Я повиновался. Свои хотелки, как и было велено, я держал при себе.
— Тебе снятся сны? Про остров, великана?
— Временами. Не слишком часто.
5
Это точно сны
— Что он делает?
— Хрисаор? Построил себе дом. Ты бы видел, какие глыбищи он таскал! Крышу он сначала покрыл тростником. Позже заменил тростник на черепицу. Ну, что-то вроде черепицы.
— Где он ее взял?
— Понятия не имею.
— Сколько комнат?
— Две. А может, три.
— Пол?
— Глинобитный.
— У тебя острый глаз.
— Дом снился мне несколько раз.
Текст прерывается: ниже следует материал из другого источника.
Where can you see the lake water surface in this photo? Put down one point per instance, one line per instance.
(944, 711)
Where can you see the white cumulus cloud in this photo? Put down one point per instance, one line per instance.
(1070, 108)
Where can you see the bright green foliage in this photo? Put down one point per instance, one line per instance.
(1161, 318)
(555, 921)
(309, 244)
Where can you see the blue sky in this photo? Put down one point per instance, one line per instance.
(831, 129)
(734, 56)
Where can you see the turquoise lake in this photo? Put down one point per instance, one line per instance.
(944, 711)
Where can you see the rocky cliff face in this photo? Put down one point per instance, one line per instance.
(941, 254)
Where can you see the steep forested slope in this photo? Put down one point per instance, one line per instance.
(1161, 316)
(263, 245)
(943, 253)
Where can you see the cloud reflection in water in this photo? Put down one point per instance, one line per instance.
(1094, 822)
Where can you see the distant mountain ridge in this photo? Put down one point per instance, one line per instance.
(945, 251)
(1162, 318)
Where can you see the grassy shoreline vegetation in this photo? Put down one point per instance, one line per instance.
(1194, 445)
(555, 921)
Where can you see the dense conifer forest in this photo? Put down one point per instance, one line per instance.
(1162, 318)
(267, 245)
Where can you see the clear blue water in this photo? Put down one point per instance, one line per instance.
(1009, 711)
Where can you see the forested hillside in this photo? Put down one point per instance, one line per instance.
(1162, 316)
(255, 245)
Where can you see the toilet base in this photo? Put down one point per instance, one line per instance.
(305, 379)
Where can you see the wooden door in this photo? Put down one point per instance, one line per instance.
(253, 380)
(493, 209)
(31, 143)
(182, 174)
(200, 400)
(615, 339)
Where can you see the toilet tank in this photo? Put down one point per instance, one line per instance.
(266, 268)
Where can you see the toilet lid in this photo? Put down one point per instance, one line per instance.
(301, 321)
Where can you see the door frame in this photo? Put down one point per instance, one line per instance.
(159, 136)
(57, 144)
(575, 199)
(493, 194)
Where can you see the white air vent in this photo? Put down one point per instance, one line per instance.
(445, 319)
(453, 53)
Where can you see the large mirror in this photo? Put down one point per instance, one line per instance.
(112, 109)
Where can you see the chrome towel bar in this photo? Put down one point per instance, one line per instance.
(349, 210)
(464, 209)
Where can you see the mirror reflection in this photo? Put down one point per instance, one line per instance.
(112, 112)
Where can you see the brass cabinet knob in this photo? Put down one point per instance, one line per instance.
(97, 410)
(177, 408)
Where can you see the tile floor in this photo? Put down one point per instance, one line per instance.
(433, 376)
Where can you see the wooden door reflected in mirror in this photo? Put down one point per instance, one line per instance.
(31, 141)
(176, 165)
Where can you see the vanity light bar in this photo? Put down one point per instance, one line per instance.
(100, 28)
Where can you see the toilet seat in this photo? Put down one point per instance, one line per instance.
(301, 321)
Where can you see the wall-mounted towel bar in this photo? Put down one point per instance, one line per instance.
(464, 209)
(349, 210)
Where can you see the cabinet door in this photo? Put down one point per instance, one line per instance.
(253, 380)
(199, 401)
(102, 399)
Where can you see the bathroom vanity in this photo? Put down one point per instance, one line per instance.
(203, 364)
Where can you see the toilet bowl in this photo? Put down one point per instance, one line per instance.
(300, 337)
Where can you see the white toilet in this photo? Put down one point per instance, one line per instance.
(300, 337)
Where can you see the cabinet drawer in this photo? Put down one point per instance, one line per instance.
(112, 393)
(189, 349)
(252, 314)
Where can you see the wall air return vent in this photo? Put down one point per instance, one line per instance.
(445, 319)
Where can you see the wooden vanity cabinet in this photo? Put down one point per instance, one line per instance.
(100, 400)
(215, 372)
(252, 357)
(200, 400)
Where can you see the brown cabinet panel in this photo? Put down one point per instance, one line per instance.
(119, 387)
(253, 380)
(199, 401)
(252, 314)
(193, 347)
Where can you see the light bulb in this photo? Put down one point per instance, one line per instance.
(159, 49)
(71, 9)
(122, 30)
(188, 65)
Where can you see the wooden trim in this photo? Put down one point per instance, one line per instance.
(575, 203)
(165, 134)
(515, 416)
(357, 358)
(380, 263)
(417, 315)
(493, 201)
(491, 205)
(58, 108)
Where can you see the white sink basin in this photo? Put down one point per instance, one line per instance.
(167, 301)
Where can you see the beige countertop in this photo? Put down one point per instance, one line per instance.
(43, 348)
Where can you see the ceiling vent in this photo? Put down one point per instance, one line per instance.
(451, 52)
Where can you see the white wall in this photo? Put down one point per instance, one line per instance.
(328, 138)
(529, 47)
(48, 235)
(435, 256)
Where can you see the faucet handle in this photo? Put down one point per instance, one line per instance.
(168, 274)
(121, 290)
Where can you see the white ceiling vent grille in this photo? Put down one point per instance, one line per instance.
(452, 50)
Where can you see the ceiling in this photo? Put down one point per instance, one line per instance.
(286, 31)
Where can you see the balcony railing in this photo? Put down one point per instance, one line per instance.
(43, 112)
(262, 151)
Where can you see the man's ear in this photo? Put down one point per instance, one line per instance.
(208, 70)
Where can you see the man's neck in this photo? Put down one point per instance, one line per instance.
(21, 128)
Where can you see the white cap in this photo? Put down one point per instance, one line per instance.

Скажи, Податель Радости… Бывает так, что у человека сразу два покровителя?
— Бывает. Если ты поэт.
— Поэт?!
— Твои долги могут оплачивать и двое, и трое богатых горожан. Главное, посвящай им хвалебные оды, и дело в шляпе.
— Я не про людей. То есть, про людей тоже… Одному человеку могут покровительствовать сразу два бога?
Он долго молчал. Он так долго молчал, что я даже испугался.
— Выкладывай, — наконец велел Гермий.
— Что?
— Кто обратил на тебя внимание, кроме меня?
— Никто.
— Ты не умеешь врать. Говори, пока я не разгневался.
— Ну, Афина.
— Афина — твоя покровительница? Ты с ума сошел? Ты кто — воин, правитель, прорицатель? Что в тебе, лесном клопе, могла найти Афина?!
Я обиделся. Лесной клоп?
— Значит, нашла. Она мне даже руку порезала, ногтем. Кому попало, небось, не стала бы резать! «Я буду благосклонна к тебе, Гиппоной, сын Главка, — обещала она. — Я буду очень, очень благосклонна к тебе…»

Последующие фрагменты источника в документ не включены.